Les émeutiers de Bulle se présentent à leur procès en octobre 1945 à Fribourg. DR
Ce 23 novembre 1944, en début d’après-midi, trois hommes portant serviette se dirigent vers la boucherie Colliard, à Bulle. Ces inspecteurs de l’Office fédéral de guerre pour l’alimentation veulent interroger son propriétaire, qu’ils soupçonnent de tremper dans la grosse affaire de marché noir sur laquelle ils enquêtent. Au total, 621 animaux, bovins et cochons, auraient été abattus illégalement, pour une quantité de viande évaluée à 58 tonnes. A la clé, une marge de 117'000 francs de l’époque pour les fraudeurs.

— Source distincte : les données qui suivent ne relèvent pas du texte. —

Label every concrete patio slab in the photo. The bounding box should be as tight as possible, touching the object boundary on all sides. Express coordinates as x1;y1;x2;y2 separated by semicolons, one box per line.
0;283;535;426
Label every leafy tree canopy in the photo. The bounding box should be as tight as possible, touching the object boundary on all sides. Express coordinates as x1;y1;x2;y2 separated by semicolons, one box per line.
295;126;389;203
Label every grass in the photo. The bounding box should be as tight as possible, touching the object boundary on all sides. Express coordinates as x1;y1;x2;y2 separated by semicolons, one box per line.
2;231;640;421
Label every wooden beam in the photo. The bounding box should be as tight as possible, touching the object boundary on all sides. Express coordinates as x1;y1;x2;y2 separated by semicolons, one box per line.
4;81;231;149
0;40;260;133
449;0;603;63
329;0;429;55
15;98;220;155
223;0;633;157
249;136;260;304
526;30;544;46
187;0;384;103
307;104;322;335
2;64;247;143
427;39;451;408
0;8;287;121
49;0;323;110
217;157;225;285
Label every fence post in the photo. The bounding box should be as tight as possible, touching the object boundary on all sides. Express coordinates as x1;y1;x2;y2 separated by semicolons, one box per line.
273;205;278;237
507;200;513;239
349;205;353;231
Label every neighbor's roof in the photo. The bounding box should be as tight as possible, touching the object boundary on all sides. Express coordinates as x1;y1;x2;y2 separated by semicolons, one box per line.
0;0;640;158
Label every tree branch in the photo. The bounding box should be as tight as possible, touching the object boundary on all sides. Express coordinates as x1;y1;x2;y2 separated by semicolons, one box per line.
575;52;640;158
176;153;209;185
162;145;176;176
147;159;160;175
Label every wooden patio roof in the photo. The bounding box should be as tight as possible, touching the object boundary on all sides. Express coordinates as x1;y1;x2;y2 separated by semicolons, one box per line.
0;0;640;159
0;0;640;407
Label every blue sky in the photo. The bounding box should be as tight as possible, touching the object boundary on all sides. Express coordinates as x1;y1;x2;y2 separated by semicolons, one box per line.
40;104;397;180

Alerté par téléphone par son épouse, Joseph Colliard rapplique, et il n’est pas seul. Les gros mots fusent, ainsi que les menaces. C’est l’étincelle qui va mettre le feu aux poudres. Car Bulle, ces jours-là, est un tonnelet. Deux bouchers de la région sous enquête sont déjà sous les verrous à Fribourg. Ils y ont été conduits en fourgon cellulaire alors que peu auparavant, selon la rumeur scandalisée qui court, un assassin présumé a fait le même trajet en autobus.
«Salauds! Gestapo!»
Craignant pour leur sécurité, les inspecteurs fédéraux battent en retraite et se réfugient au château, siège de la préfecture de la Gruyère. Pour calmer les quelque 200 personnes qui les ont pris en chasse jusque dans les couloirs, le «seigneur» des lieux, le conservateur Pierre Barras, s’engage à faire libérer l’un des bouchers. Mais le taxi qui ramène le dénommé Berthet à Bulle dans l’après-midi est précédé de deux véhicules de gendarmes. La tension, loin de retomber, monte d’un cran. Désormais, les émeutiers semblent décidés à «se faire» les fédéraux.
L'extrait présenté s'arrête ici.